Neue Pumpkraft dank »Herzpflaster« |
Kerstin A. Gräfe |
21.02.2024 07:00 Uhr |
Das Implantieren von künstlich hergestelltem Herzmuskelgewebe könnte schwer insuffiziente Herzen wieder so kräftigen, dass sich eine Herztransplantation vermeiden ließe. / Foto: Getty Images/ isayildiz
Herzmuskelzellen verlieren bereits kurz nach der Geburt ihre Fähigkeit, sich zu teilen. Das bedeutet, dass jede Art von Verletzung, zum Beispiel im Rahmen eines Herzinfarkts, zu einem irreversiblen Verlust an Herzmuskelzellen führt. Die Folge ist eine schwächere Pumpleistung.
In Deutschland leiden etwa zwei Millionen Menschen an Herzinsuffizienz. Die leitliniengerechte Pharmakotherapie mit den »fantastischen Vier« (Betablocker, SGLT2-Inhibitor, RAAS-Inhibitor und Mineralocorticoid-Rezeptorantagonist) zielt darauf ab, das erkrankte Herz vor einer Überlastung zu schützen. Das eigentliche Problem, der Verlust der Herzmuskelzellen, lässt sich therapeutisch bislang aber nicht adressieren.

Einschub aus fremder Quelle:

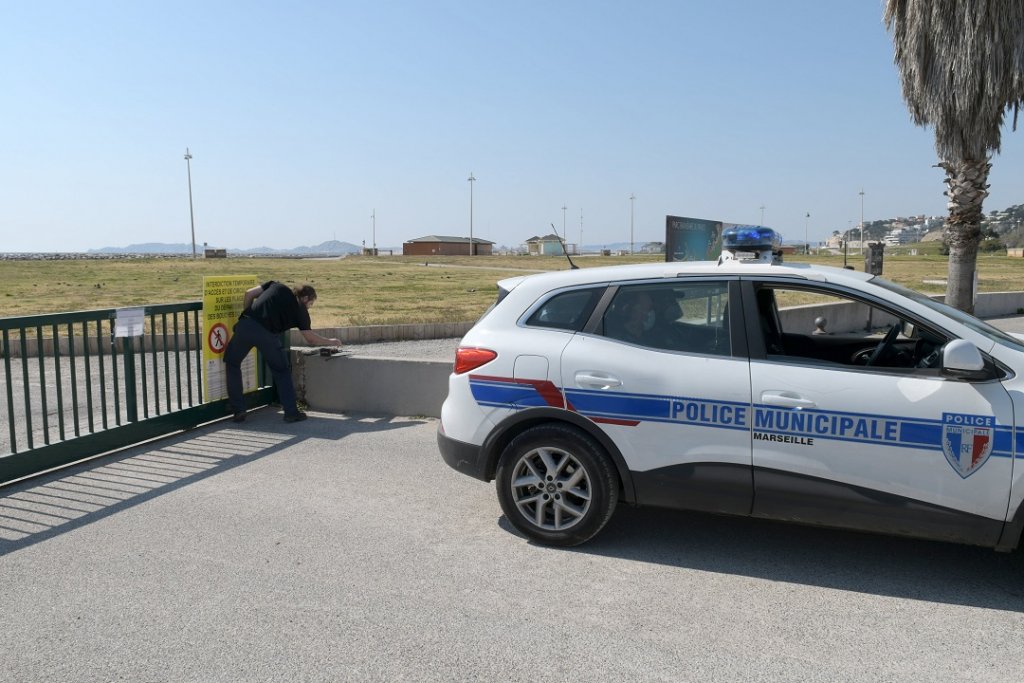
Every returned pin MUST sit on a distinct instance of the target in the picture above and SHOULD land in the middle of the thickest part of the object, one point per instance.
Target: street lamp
(471, 179)
(807, 241)
(861, 220)
(192, 214)
(632, 199)
(580, 250)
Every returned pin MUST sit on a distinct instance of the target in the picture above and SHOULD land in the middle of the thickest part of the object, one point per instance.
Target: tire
(556, 485)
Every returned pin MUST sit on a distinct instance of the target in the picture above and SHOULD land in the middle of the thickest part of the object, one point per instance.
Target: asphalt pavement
(342, 548)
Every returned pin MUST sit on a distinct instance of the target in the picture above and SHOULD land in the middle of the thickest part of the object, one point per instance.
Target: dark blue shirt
(278, 309)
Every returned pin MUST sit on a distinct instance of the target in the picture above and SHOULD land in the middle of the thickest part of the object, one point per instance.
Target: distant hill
(329, 248)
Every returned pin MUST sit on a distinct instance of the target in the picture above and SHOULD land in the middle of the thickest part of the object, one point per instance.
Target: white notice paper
(128, 322)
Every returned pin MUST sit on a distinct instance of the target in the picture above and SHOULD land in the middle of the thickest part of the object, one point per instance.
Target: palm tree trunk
(967, 183)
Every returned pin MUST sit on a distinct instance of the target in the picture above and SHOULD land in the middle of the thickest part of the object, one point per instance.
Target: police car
(744, 386)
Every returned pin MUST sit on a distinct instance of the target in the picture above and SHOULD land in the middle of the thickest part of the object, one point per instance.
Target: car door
(663, 369)
(890, 446)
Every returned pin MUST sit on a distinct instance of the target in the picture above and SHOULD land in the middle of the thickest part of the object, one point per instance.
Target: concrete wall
(360, 384)
(371, 334)
(350, 335)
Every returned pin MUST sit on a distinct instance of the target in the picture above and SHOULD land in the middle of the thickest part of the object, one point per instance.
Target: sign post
(222, 299)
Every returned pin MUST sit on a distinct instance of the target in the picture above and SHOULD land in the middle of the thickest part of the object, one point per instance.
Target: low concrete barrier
(391, 386)
(371, 334)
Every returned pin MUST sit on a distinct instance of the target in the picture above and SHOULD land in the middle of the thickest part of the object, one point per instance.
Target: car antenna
(572, 266)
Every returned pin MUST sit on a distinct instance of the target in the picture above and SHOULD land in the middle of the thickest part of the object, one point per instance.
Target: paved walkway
(342, 548)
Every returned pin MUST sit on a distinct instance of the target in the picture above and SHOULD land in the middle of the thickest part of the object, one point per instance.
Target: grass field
(375, 290)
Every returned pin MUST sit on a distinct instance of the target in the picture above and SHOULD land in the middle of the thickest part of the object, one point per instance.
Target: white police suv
(748, 387)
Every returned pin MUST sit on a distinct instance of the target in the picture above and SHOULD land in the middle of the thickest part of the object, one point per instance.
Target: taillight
(467, 358)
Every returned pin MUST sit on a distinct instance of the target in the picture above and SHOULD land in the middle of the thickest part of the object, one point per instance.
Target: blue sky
(304, 118)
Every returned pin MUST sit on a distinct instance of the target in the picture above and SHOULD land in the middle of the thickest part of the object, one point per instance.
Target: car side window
(814, 326)
(689, 317)
(566, 310)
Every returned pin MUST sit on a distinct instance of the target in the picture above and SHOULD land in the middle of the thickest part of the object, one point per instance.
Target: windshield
(982, 328)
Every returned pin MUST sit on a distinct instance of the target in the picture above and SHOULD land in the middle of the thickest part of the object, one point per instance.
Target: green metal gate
(74, 390)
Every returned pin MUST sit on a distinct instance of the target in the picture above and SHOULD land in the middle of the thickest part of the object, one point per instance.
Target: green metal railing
(73, 390)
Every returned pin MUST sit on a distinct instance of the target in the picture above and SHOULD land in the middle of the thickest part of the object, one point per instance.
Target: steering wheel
(883, 348)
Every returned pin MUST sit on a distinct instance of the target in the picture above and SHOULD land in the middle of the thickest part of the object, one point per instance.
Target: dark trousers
(249, 333)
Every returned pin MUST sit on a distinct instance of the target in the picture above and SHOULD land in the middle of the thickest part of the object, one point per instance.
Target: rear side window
(689, 317)
(567, 310)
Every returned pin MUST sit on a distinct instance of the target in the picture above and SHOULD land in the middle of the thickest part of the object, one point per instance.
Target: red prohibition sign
(217, 338)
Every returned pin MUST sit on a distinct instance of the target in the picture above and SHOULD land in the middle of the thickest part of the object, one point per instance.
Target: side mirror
(962, 359)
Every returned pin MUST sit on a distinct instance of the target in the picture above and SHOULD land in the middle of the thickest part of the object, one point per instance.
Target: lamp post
(192, 214)
(632, 200)
(861, 221)
(807, 241)
(580, 250)
(471, 179)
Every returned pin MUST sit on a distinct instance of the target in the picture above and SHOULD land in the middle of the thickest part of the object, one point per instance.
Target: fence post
(131, 399)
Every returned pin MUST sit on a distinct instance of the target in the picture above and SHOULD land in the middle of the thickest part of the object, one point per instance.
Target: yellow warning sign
(222, 299)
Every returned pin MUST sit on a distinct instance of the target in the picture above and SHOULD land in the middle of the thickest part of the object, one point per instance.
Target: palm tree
(962, 68)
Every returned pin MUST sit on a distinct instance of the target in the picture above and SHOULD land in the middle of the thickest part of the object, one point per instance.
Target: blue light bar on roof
(751, 238)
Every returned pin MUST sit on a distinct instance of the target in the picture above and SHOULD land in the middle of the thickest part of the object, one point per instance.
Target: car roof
(560, 279)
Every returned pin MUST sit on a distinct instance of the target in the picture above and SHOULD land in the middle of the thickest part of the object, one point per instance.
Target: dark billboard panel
(692, 239)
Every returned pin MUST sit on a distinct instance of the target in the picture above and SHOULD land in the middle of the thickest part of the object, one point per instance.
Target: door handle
(785, 399)
(594, 380)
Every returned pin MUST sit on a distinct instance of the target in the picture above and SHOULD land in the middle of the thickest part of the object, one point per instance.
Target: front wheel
(556, 485)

Genau dort setzt ein neuartiges Therapieprinzip an: Mit implantierten künstlichen Herzmuskelzellen soll der Herzmuskel dauerhaft gestärkt werden. Das Prinzip dieses sogenannten Herzpflasters und der Forschungsstand zu dieser sogenannten Remuskularisierung sind ein Thema eines Beitrags von Professor Dr. Wolfram-Hubertus Zimmermann, Direktor des Instituts für Pharmakologie und Toxikologie der Universitätsmedizin Göttingen, in der aktuellen Ausgabe der DPhG-Mitgliederzeitschrift »Pharmakon«. Seine Arbeitsgruppe hat die Methode am Standort Göttingen des Deutschen Zentrums für Herz-Kreislauf-Forschung (DZHK) entwickelt und testet sie zurzeit in der Studie BioVAT-HF.
Wissenschaftler sprechen nicht vom Herzpflaster, sondern von Engineered Human Myocardium (EHM). Dabei handelt es sich um funktionelles Herzmuskelgewebe, das durch ein Gewebezuchtverfahren (Tissue Engineering) aus pluripotenten Stammzellen hergestellt wird. Letztere werden durch Reprogrammierung aus Nabelschnurblut gewonnen. Aus den Stammzellen werden zunächst Herzmuskelzellen und Bindegewebszellen gezüchtet, die mit Kollagen gemischt werden. Die Mischung wird anschließend in eine Gussform überführt, wobei sich unterschiedliche Gewebeformen wie Patches oder Beutel produzieren lassen. Der Prozess dauert etwa drei Monate.
»Pharmakon« erscheint sechsmal jährlich. Jede Ausgabe hat einen inhaltlichen Schwerpunkt, der aus unterschiedlichen Perspektiven aufbereitet wird. / Foto: Avoxa
Den ersten Praxistest hat das EHM bestanden. Die Dosisfindungsstudie BioVAT-HF-DZHK20 zur Ermittlung der maximalen sicheren Dosis wurde kürzlich erfolgreich abgeschlossen. In der Studie wurden zehn Patienten mit fortgeschrittener Herzinsuffizienz behandelt. Ihnen wurden minimalinvasiv entweder fünf, zehn oder zwanzig EHM auf die geschädigte Herzwand implantiert. Dies entspricht Dosisstufen von 200, 400 und 800 Millionen Herzmuskelzellen. Um die Abstoßung der Implantate aus körperfremden Spenderzellen zu verhindern, bekamen die Patienten Immunsuppressiva.
Als maximale sichere Dosis wurden 800 Millionen Zellen als 20 g Herzpflaster definiert. Die Forschenden konnten den Aufbau echter Herzmuskulatur beobachten. In einem nächsten Schritt wollen sie nun die BioVAT-HF Studie als Proof-of-Concept-(PoC-)Studie fortsetzen. Geplant ist zunächst die Behandlung von insgesamt 15 Patienten mit einer Dosis von 800 Millionen Zellen. Erste Daten einer Zwischenauswertung werden für die zweite Jahreshälfte 2024 erwartet. Insgesamt sollen 35 Patienten behandelt werden.